[docs] feat(sso): document group mapping via groups_management parameter

docs/deployment/authentication.md

@@ -79,7 +79,7 @@ Url for the config of your sso provider
 ${openaev.base-url}/login/saml2/sso/{registrationId}
 ```
 
-### Map administrators to specific roles (OpenID and SAML 2)
+### Map administrators to specific roles (OpenID and SAML2)
 
 To grant administrative roles, you can utilize OAuth and SAML2 integration. If you opt for this approach, you'll need to include the following variables:
 
@@ -90,6 +90,64 @@ OPENAEV_PROVIDER_{registrationId}_ROLES_ADMIN=
 
 However, if you intend to manage administrative roles within the OpenAEV platform itself, there's no need to provide these variables.
 
+### Map users to groups automatically (OpenID and SAML2)
+
+When using OpenID Connect or SAML2, you can automatically assign users to OpenAEV groups at login based on the groups they belong to in your identity provider (IdP). This is controlled by the `groups_management` parameter.
+
+| Parameter | Environment variable | Description |
+|:---|:---|:---|
+| `openaev.provider.{registrationId}.groups_management` | `OPENAEV_PROVIDER_{registrationId}_GROUPS__MANAGEMENT` | JSON array of group mapping rules (see format below) |
+
+#### Group mapping format
+
+The value must be a **JSON array** of mapping rules. Each rule maps an IdP group to an OpenAEV group:
+
+```json
+[
+  {
+    "idpGroup": "<group-name-from-your-identity-provider>",
+    "userGroup": "<openaev-group-name>",
+    "autoCreate": false
+  }
+]
+```
+
+| Field | Type | Required | Description |
+|:---|:---|:---|:---|
+| `idpGroup` | string | ✅ | The group name as it appears in the IdP token or assertion |
+| `userGroup` | string | ✅ | The OpenAEV group to assign the user to |
+| `autoCreate` | boolean | ✅ | If `true`, the OpenAEV group is created automatically if it does not exist.

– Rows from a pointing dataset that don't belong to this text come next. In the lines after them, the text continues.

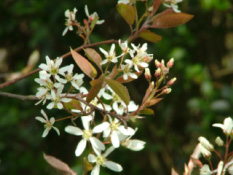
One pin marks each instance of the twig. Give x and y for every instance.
(8, 83)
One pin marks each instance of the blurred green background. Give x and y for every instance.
(202, 95)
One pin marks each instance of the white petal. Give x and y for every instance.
(100, 128)
(96, 170)
(80, 147)
(113, 166)
(115, 139)
(42, 120)
(97, 143)
(46, 131)
(109, 150)
(126, 131)
(91, 158)
(74, 130)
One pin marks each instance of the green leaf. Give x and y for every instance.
(84, 64)
(150, 36)
(119, 89)
(94, 57)
(96, 86)
(127, 12)
(168, 19)
(146, 111)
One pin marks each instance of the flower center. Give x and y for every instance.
(87, 134)
(100, 160)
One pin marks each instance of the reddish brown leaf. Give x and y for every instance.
(150, 36)
(168, 19)
(127, 12)
(94, 57)
(119, 89)
(84, 64)
(96, 86)
(58, 164)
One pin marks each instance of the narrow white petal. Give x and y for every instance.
(74, 130)
(46, 131)
(91, 158)
(80, 147)
(115, 139)
(100, 128)
(96, 170)
(97, 143)
(113, 166)
(42, 120)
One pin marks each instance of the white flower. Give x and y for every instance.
(48, 123)
(110, 56)
(70, 20)
(92, 16)
(127, 71)
(205, 143)
(52, 67)
(172, 4)
(226, 126)
(205, 170)
(87, 135)
(113, 129)
(57, 98)
(76, 80)
(100, 160)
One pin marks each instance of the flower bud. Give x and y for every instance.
(219, 141)
(167, 91)
(170, 63)
(171, 82)
(147, 74)
(158, 73)
(205, 143)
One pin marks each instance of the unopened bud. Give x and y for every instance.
(147, 74)
(170, 63)
(219, 141)
(167, 91)
(158, 72)
(205, 143)
(171, 82)
(157, 63)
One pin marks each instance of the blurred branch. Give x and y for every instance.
(8, 83)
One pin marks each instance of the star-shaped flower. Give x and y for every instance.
(48, 123)
(100, 160)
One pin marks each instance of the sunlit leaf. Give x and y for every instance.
(119, 89)
(146, 111)
(94, 56)
(121, 79)
(84, 64)
(150, 36)
(127, 12)
(58, 164)
(96, 86)
(169, 19)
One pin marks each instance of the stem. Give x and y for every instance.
(8, 83)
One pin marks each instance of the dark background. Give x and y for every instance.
(202, 95)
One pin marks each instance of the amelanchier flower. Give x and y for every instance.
(52, 67)
(113, 129)
(172, 4)
(87, 135)
(48, 123)
(92, 16)
(70, 20)
(100, 160)
(110, 56)
(57, 98)
(227, 125)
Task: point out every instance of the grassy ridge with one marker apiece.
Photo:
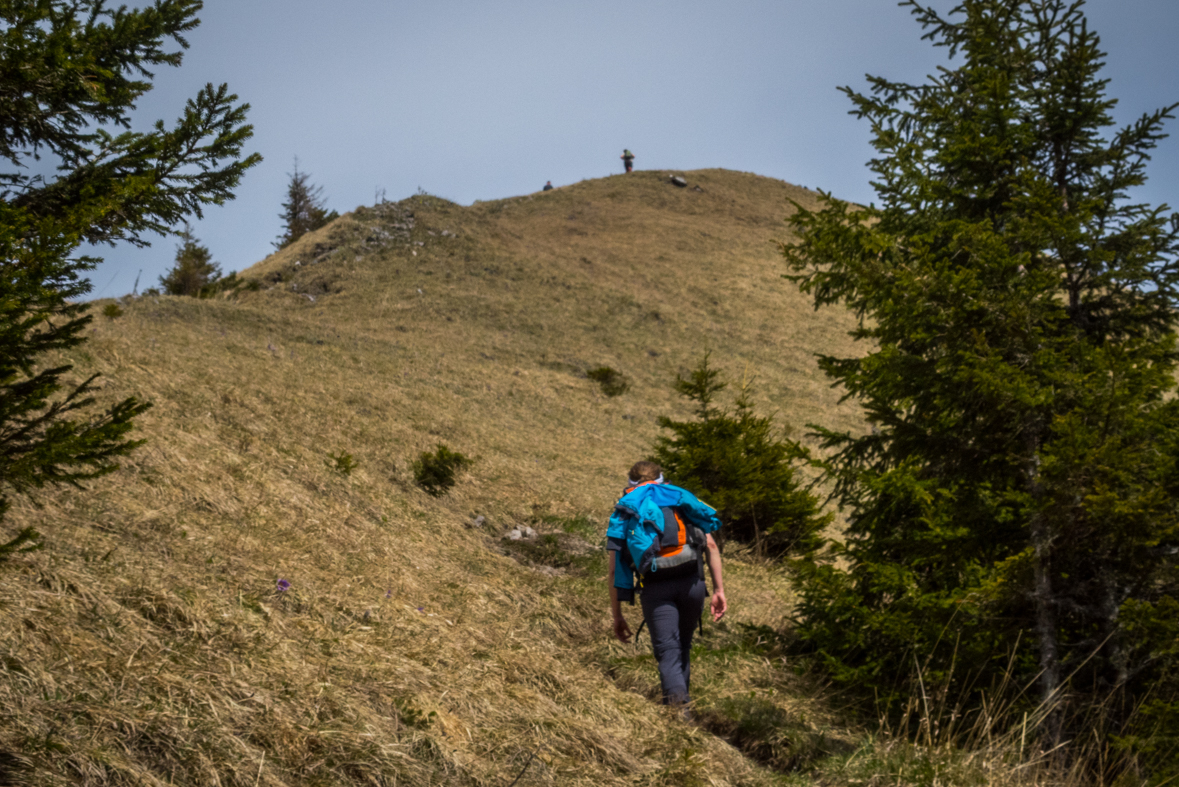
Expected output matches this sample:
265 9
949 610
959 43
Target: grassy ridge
150 643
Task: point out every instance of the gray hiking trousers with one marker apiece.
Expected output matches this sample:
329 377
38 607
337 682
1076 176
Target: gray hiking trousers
672 609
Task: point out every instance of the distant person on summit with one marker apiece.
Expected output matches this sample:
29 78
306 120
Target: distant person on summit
662 536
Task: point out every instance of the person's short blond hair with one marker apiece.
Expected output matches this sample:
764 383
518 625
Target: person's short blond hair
641 471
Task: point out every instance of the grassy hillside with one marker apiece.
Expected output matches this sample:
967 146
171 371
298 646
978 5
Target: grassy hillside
149 643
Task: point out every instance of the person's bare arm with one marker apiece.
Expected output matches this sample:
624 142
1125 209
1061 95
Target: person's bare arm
719 604
621 629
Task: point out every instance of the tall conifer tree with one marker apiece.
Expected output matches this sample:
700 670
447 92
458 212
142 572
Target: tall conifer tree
1015 495
71 72
304 210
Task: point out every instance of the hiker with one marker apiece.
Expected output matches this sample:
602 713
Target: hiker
664 535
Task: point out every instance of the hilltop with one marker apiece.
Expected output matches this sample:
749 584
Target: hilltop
149 642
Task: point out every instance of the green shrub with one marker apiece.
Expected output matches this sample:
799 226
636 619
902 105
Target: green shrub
742 464
434 473
613 383
342 463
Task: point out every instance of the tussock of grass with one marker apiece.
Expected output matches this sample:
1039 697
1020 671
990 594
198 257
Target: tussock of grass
151 642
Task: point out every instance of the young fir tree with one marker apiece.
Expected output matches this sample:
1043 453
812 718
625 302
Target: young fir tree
70 74
1014 502
193 272
737 462
304 210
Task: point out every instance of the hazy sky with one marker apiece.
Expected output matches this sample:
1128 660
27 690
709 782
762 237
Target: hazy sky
486 99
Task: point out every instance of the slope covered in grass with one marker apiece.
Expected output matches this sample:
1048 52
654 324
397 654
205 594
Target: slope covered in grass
150 642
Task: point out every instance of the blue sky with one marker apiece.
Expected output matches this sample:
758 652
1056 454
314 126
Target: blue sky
486 99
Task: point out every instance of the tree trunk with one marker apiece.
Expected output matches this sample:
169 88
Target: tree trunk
1045 602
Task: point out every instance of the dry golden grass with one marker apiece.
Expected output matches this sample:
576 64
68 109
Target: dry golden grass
149 642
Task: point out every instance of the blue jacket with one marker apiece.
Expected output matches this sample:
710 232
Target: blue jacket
637 524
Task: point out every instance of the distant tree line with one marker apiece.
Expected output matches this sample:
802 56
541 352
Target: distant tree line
195 275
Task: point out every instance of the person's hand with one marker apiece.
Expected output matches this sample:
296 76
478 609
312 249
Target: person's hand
719 606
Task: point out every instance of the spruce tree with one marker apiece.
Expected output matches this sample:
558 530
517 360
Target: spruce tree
304 210
737 462
1014 502
193 271
71 72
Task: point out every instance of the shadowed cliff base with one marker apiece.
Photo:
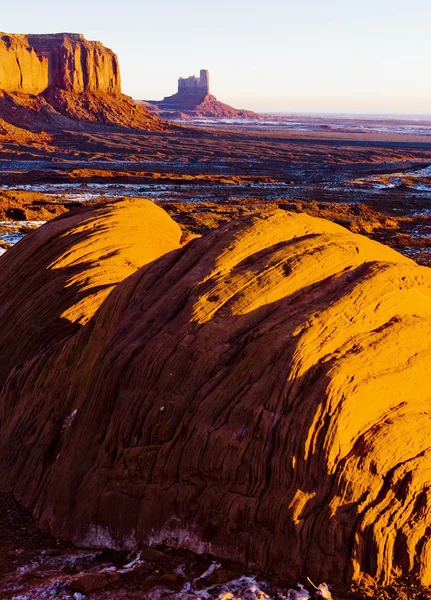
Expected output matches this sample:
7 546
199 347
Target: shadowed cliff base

If `false`, the mapping is silently skipped when the group does not exist. |
+
+#### Example — Azure AD with SAML2
+
+Map two Azure AD groups to OpenAEV groups:
+
+```properties
+OPENAEV_PROVIDER_AZURE_GROUPS__MANAGEMENT=[{"idpGroup":"AzureAD-SOC-Team","userGroup":"OpenAEV-SOC","autoCreate":false},{"idpGroup":"AzureAD-Admins","userGroup":"OpenAEV-Administrators","autoCreate":false}]
+```
+
+Or in expanded YAML form:
+
+```yaml
+OPENAEV_PROVIDER_AZURE_GROUPS__MANAGEMENT: |
+  [
+    {
+      "idpGroup": "AzureAD-SOC-Team",
+      "userGroup": "OpenAEV-SOC",
+      "autoCreate": false
+    },
+    {
+      "idpGroup": "AzureAD-Admins",
+      "userGroup": "OpenAEV-Administrators",
+      "autoCreate": false
+    }
+  ]
+```
+
+!!! tip "Group not found behavior"
+
+    If `autoCreate` is `false` and the target OpenAEV group does not exist, the mapping is **silently skipped** — the user logs in successfully but is not added to the group. Make sure the group names match exactly (case-sensitive).
+
 ## Breakglass local account with SSO enabled
 
 ### Why you need a breakglass account
@@ -148,4 +206,4 @@ When both local authentication and an SSO provider are enabled, the login page d
 1. **The local login form** — username and password fields at the top
 2. **SSO button(s)** — one button per configured OpenID or SAML2 provider below the form
 
-Regular users authenticate via the SSO button. The breakglass admin uses the local form only when the SSO provider is unavailable.
+Regular users authenticate via the SSO button. The breakglass admin uses the local form only when the SSO provider is unavailable.